The Motorhead Scrambler is an exhibitionist, styled à la mode.

With retro styling making a comeback, this Scrambler is something to look forward to (the Purists won’t disagree). The visually irresistible styling of the Motorhead Scrambler tries to hark back to the classic heydays of motorcycling only to be disappointed by the chintzy cycle parts. You get blacked out inverted front forks, around LED headlamp cluster and a stainless steel fender (no pun intended). Other scrambler ingredients include bar end mirrors, tires on spoked rims, a chiseled tank, a short padded seat, a slip-on steel muffler, and a spheroid tail light.  Contemporary additions include a digital speedometer and a USB charger.


A lot of motorcycles have star quality, but they just can’t perform when it comes to real riding.  The Motorhead Scrambler is that kind of star who gets lost on a stage.

Although it is powered by a Loncin-sourced 223cc oil cooled engine, the motorcycle only delivers 16.7 BHP of power at 8000 RPM and 17 Nm of torque at 6500 RPM. That’s quite low for 200-plus motorcycles in the market. All this power is transferred to the rear wheel by means of six-speed constant mesh transmission. Take an open road, whack the throttle open and the motorcycle roars forward with a grunty note. However, that movement is short-lived because you have to constantly shift to access the top power, and this gets demanding after some time. Mild vibrations creep around the frame and the bar-end mirrors before the motor start to lose its steam. Our speedo-indicated 100 kmph with some effort before the motor felt dyspnoeic.  So, there are not many surprises on highway cruising. One area where the Motorhead Scrambler didn’t disappoint was the brisk acceleration that would be fine for short runs.

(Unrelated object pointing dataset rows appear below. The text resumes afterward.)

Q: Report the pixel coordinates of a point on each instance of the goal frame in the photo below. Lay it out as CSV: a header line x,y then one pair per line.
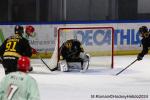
x,y
73,28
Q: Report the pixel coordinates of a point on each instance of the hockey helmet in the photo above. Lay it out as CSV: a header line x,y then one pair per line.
x,y
29,30
19,29
24,64
143,29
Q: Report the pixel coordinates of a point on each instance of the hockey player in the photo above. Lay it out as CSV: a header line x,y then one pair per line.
x,y
19,85
72,51
29,32
14,47
145,34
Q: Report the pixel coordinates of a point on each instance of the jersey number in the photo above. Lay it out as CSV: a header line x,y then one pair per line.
x,y
10,46
12,90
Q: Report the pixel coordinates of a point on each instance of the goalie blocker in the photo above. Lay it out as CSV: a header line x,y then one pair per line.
x,y
72,52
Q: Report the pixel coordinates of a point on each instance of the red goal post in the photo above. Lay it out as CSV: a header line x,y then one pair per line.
x,y
97,41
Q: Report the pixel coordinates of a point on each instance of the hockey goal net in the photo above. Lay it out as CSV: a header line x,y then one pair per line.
x,y
97,41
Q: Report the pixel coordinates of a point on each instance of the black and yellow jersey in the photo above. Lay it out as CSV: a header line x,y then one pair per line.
x,y
15,46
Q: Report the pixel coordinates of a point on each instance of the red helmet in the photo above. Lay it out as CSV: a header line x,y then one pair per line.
x,y
19,29
29,30
23,64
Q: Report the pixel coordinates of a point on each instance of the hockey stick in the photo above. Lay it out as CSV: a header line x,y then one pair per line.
x,y
43,61
127,67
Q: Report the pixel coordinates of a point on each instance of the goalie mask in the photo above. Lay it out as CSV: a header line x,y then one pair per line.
x,y
19,30
30,31
23,64
144,31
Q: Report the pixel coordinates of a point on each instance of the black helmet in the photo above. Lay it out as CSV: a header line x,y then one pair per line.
x,y
19,29
143,29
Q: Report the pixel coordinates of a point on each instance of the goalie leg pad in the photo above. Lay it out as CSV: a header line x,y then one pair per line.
x,y
63,66
85,56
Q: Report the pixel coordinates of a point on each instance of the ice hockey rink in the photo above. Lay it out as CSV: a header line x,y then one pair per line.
x,y
98,83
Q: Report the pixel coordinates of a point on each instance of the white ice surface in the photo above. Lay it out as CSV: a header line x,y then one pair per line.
x,y
134,81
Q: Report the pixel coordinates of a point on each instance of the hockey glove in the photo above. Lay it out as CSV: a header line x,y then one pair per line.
x,y
34,51
139,57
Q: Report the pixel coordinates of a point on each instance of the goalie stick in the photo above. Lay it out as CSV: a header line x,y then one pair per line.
x,y
126,67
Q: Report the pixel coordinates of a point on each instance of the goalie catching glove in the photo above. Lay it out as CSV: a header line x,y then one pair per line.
x,y
34,51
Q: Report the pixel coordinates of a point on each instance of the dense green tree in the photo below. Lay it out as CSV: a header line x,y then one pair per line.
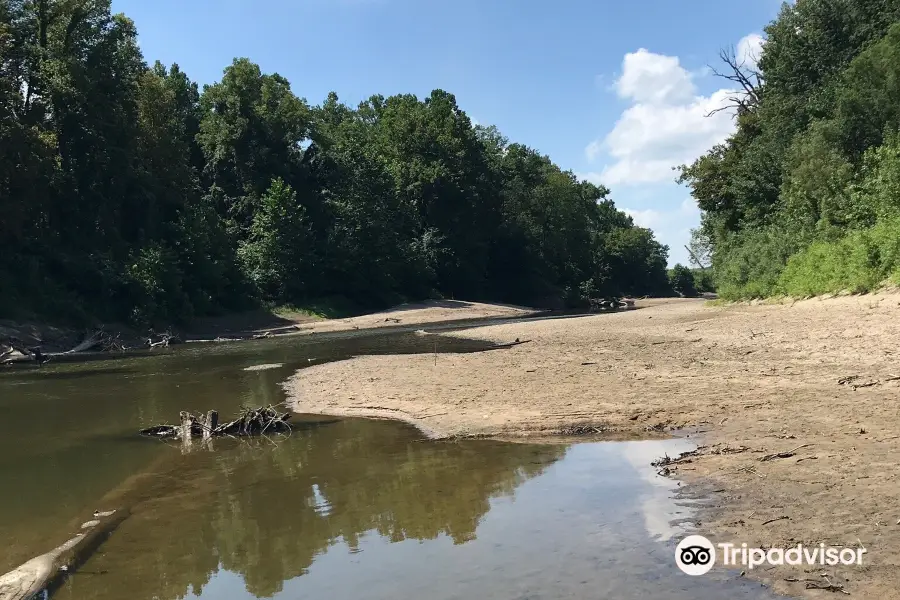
x,y
682,281
812,162
127,193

The ride quality is surprisingly enjoyable on the Motorhead Scrambler because the motorcycle is not much heavy.

The flat and wide handlebar compliments the rider’s triangle, though the steering has a large turning radius. Seating position is relaxed and upright that also makes for a comfortable ride feel. The seat cushioning feels just about right. The seat height, however, is not accessible to riders of all sizes. And the pillion may complain about the seat length, the tight seating position and the absence of a grab-rail. Because of its lean dimensions, the scrambler is easy to chuck around. Well, in some ways, it is a fun motorcycle to ride. Thanks to its lightweight, the Scrambler is ideal for city riding and exhibits decent road manners. The suspension is set up slightly on the stiffer side. The inverted front forks and rear mono shock with air damper absorb the sharp bumps and potholes pretty decently. The motorcycle gets dual-sports 110/90-R17 front and 130/80-17 rear tyres which offer good grip and instill confidence on the rider. Stopping power is impressive with front and rear hydraulic disc brakes. ABS is absent though.


Even though retro motorcycles are the talk of the town right now, the Motorhead Scrambler slips away on too many fronts. It misses out on refinement, quality, and the overall value for money proposition.

There’s no denying the sheer appeal of its design, however, what you wear doesn’t matter if you can’t perform.

At the pricing level of Rs 4, 35,000, there’s still no way the Motorhead Scrambler is able to justify such a high asking price. Although the Scrambler brings to the table plenty of personas, it fizzles out because of the unrealistic aspirations.